Horizons et débats : Excellence, y aura-t-il bientôt une nouvelle guerre ravageant une fois de plus la région déjà meurtrie des provinces orientales congolaises des deux Kivu ?

Mgr. Maroy Rusengo : Le danger existe en effet. On ­assiste à l’intimidation des gens et à leur manipulation, il y a aussi des massacres. Jusqu’à aujourd’hui, le Nord-Kivu n’a pas encore retrouvé la paix.

H&D : Et quant à la situation qui prévaut à Bukavu, la capitale du Sud-Kivu, dont vous êtes l’archevêque ? Est-elle meilleure ?

Mgr. Maroy Rusengo : Un peu. Les milices Hutu rwandaises dans les forêts du Sud-Kivu ont choisi une attitude plus calme que dans le passé. A la différence du Nord où les déplacés internes sont nombreux. C’est dans les territoires de Masisi et de Rutshuru situés au nord-ouest de Goma où la situation est dramatique. C’est la partie du Nord-Kivu sous contrôle de Laurent Nkundabatware, chef des groupes armés « rebelles » et de sa milice formée d’enfants soldats.

H&D : Nkundabatware est un général Tutsi. La devise sera-t-elle, une fois de plus, les Tutsi contre les Hutu, cette fois-ci sur le territoire congolais ?

Mgr. Maroy Rusengo : (sur un ton très décidé) Non. L’hostilité entre Hutu et Tutsi est une affaire purement rwandaise. Au Congo, il ne s’agit, à aucun moment, de cela. La milice de Nkundabatware est d’ailleurs mitigée, elle se compose de miliciens d’origine Hutu, Tutsi et d’autres ethnies encore. Ce qui importe, sont les fonds mis à disposition pour payer les services en vue de la poursuite de cette guerre. Et là, le soutien arrive du Rwanda.

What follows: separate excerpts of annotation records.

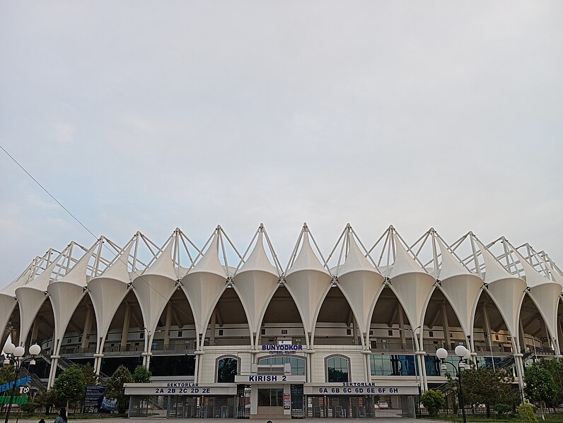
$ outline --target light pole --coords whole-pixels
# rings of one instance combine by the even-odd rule
[[[4,345],[4,352],[6,353],[6,355],[4,361],[4,365],[13,366],[16,374],[15,380],[10,381],[11,383],[12,381],[13,382],[13,386],[12,387],[12,391],[10,395],[10,400],[8,403],[8,410],[6,412],[6,419],[4,420],[4,423],[8,423],[8,419],[10,418],[10,412],[12,410],[12,403],[13,403],[13,398],[16,395],[16,388],[17,388],[16,382],[20,376],[20,370],[21,370],[21,367],[25,362],[29,362],[30,366],[35,364],[35,356],[41,352],[41,347],[37,344],[33,344],[31,345],[29,347],[29,353],[31,357],[25,359],[23,359],[22,357],[25,353],[25,349],[23,347],[16,347],[11,342],[6,343],[6,345]]]
[[[463,416],[463,423],[467,423],[465,418],[465,406],[463,403],[463,390],[461,387],[461,370],[465,369],[466,364],[464,360],[469,359],[471,357],[471,352],[465,348],[463,345],[458,345],[455,347],[455,355],[459,357],[458,365],[455,366],[453,363],[445,361],[448,358],[448,351],[444,348],[439,348],[436,351],[436,356],[440,359],[442,364],[440,366],[441,370],[446,370],[446,364],[451,364],[455,369],[455,376],[458,377],[459,386],[458,388],[458,396],[459,398],[460,407],[461,407],[461,415]]]

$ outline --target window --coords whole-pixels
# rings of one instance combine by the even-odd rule
[[[327,359],[327,381],[348,382],[348,359],[336,356]]]
[[[238,359],[224,357],[217,359],[217,383],[232,383],[238,371]]]
[[[258,407],[282,407],[283,405],[283,388],[258,389]]]
[[[369,356],[371,376],[415,376],[414,355],[372,354]]]
[[[305,374],[305,359],[298,357],[270,357],[260,359],[260,364],[291,365],[291,374],[303,376]]]

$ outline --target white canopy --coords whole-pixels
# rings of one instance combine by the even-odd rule
[[[133,292],[137,297],[145,328],[149,336],[145,346],[152,342],[154,330],[164,308],[176,290],[176,271],[172,260],[174,238],[171,237],[158,258],[142,275],[132,282]]]
[[[95,313],[97,328],[96,350],[101,351],[103,340],[113,316],[129,292],[130,282],[127,261],[132,247],[136,244],[135,235],[123,249],[113,264],[100,276],[93,278],[88,282],[88,290]]]
[[[526,283],[507,272],[480,242],[477,242],[477,245],[484,260],[484,282],[488,285],[489,295],[497,304],[511,335],[518,339],[520,309]]]
[[[391,290],[402,304],[411,326],[422,326],[436,280],[409,255],[395,233],[393,241],[395,255],[389,275]],[[421,340],[422,338],[421,331]]]
[[[308,232],[303,232],[299,254],[286,275],[286,287],[301,314],[308,333],[313,334],[323,300],[332,278],[315,255]]]
[[[346,234],[348,254],[338,268],[338,287],[348,300],[364,338],[369,330],[371,315],[385,287],[385,278],[364,256],[354,235]]]
[[[58,355],[61,349],[62,338],[74,311],[82,297],[86,295],[84,289],[88,283],[86,272],[88,263],[94,251],[99,246],[96,241],[88,251],[79,260],[72,269],[59,280],[49,284],[47,291],[51,299],[54,314],[54,354]]]
[[[219,261],[219,233],[214,234],[207,251],[182,280],[181,287],[195,320],[198,347],[200,337],[202,334],[205,335],[207,322],[226,286],[228,275]]]
[[[552,338],[555,340],[554,346],[558,350],[557,308],[562,285],[539,273],[516,249],[513,248],[512,251],[518,257],[524,270],[526,282],[530,287],[530,297],[538,307]]]
[[[16,304],[18,304],[16,289],[25,283],[31,275],[33,268],[33,263],[31,263],[15,280],[0,291],[0,328],[6,328],[8,326]],[[0,341],[4,340],[3,337],[4,330],[0,333]]]
[[[463,267],[439,237],[436,237],[436,241],[442,258],[439,273],[440,289],[452,305],[465,336],[472,336],[483,280]]]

H&D : Dans le conflit actuel, quelles sont les parties qui interviennent ?

Mgr. Maroy Rusengo : D’un côté, ce sont les Forces armées de la RDCongo (FARDC) qui ont la mission de défendre les frontières et de protéger les populations civiles et leurs biens. Or, elles sont jeunes, à effectifs peu nombreux et elles sont encore inexpérimentées. De l’autre côté, il s’agit de la milice de Nkundabatware, un homme qui figure sur les avis de recherche des mandats internationaux. On a ensuite les milices rwandaises. Il s’agit précisément des réfugiés Hutu rwandais que le gouvernement actuel du Rwanda qualifie d’auteurs du génocide des Tutsi au Rwanda en 1994. C’est cela qui explique le déplacement massif, à cette époque, des Hutu rwandais sur le territoire de l’Est du Congo (Nord et Sud-Kivu) sous l’escorte des soldats français de l’opération dite « Turquoise », sous l’égide de l’ONU.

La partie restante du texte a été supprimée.